Chart 1 shows the rolling three-year annualised returns of the local and global equity markets (both in rand and with dividends reinvested) over the past 40 years. Equity returns have been trending lower since 2015, and this is clearly a source of concern for investors. However, the chart clearly shows that returns are cyclical, with fat years followed by lean years. Over time, there are more fat years than lean ones, and the average annual growth over this entire period is 20%. Staying out of the market means betting against this strong upward trend. You might get it right for a while, but over time the odds are stacked against you.

 

Diversification helps

The impact of equity volatility can of course be cushioned by diversifying across other classes. Taking the other major asset classes in turn, developed market bonds are not attractive despite recent rate rises (though the knee-jerk sell-off in Italian debt created a terrific opportunity for the brave). Local bonds have stood out, delivering 5% year-to-date, 11% over 12 months and 8% per year over three years. But it remains an attractive asset class given high yields and low inflation. The Reserve Bank’s conservative stance of maintaining positive real interest rates also supports local fixed interest returns. Local property, for so long the darling asset class of local investors, slumped 19% this year, largely due to corporate governance and sustainability concerns over the Resilient stable of companies.
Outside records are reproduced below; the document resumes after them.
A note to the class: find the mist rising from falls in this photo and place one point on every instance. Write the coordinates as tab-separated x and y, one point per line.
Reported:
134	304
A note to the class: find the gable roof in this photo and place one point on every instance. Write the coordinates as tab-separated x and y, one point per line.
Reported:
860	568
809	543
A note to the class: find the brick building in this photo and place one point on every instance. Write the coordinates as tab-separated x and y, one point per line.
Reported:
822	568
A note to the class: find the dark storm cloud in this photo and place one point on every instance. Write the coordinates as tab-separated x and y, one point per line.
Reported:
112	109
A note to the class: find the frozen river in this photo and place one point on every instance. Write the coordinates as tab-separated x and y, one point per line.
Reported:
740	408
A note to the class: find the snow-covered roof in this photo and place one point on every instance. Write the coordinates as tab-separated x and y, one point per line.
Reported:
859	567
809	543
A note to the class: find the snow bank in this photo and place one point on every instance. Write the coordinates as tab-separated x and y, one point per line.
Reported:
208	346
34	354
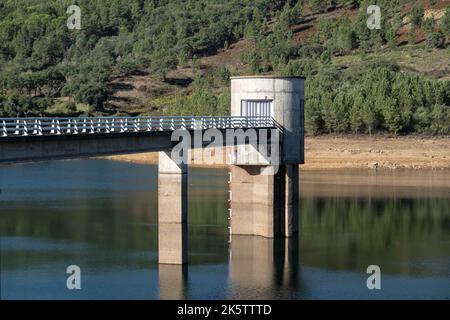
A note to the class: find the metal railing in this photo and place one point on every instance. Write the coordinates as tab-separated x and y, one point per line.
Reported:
95	125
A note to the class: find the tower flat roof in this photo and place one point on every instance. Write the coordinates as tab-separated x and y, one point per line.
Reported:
266	77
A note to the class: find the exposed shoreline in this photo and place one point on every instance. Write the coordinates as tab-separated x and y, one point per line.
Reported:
355	152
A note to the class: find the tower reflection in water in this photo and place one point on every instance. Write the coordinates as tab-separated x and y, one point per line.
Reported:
262	267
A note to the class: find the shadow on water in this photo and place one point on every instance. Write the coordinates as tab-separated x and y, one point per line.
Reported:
102	216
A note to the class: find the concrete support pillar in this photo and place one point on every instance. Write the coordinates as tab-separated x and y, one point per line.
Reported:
292	200
255	201
172	211
264	205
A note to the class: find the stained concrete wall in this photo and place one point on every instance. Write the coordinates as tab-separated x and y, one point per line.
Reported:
172	211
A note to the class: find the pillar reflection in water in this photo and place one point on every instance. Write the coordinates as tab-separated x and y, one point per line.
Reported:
263	268
173	281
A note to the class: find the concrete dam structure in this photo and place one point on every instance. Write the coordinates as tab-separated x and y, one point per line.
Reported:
264	192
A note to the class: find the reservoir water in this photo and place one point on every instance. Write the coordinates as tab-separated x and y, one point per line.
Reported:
102	216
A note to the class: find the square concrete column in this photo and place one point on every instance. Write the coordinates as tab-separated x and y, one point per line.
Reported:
255	201
292	201
172	211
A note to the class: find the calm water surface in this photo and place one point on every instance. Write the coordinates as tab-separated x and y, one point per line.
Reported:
102	216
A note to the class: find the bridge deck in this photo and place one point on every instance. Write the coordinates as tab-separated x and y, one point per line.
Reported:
35	139
23	127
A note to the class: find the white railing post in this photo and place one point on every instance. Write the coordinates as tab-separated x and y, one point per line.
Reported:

It means that listed property is barely positive over three years. This too is a sector that has internationalised dramatically over the past decade, with 40% to 50% of revenue generated outside South Africa (depending on the choice of benchmark). The sell-off has created a much more attractive entry level, but the tough operating environment is likely to put downward pressure on distribution growth.
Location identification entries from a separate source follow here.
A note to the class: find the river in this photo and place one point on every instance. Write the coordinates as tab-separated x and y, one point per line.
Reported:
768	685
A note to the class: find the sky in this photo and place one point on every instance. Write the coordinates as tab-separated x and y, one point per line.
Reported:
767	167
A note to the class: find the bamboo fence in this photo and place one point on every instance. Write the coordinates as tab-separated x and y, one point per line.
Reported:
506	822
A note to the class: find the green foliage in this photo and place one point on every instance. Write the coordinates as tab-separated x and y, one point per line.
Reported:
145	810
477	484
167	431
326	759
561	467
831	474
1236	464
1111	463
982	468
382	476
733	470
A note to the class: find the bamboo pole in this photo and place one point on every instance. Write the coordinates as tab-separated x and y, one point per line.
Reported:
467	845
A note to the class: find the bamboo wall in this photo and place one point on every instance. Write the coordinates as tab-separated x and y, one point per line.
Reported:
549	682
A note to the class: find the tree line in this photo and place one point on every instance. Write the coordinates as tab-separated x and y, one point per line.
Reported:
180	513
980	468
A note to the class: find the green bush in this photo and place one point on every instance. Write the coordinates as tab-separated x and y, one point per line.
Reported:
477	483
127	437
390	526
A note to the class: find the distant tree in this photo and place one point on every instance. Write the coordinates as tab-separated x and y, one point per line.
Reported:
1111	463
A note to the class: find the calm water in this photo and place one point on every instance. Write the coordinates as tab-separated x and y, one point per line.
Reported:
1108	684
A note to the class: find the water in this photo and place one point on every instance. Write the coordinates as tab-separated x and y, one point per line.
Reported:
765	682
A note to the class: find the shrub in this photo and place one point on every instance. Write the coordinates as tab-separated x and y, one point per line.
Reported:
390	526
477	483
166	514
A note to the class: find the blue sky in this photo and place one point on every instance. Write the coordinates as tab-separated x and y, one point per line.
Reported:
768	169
Unfortunately, nobody can manufacture returns (except through running a Ponzi scheme). We have to work with what the market gives us and then attempt to add some value through valuation-based active asset allocation and selecting the right fund managers within each asset class to do security selection. The market has not been giving us much. However, the return outlook from a diversified portfolio has not dramatically and permanently declined.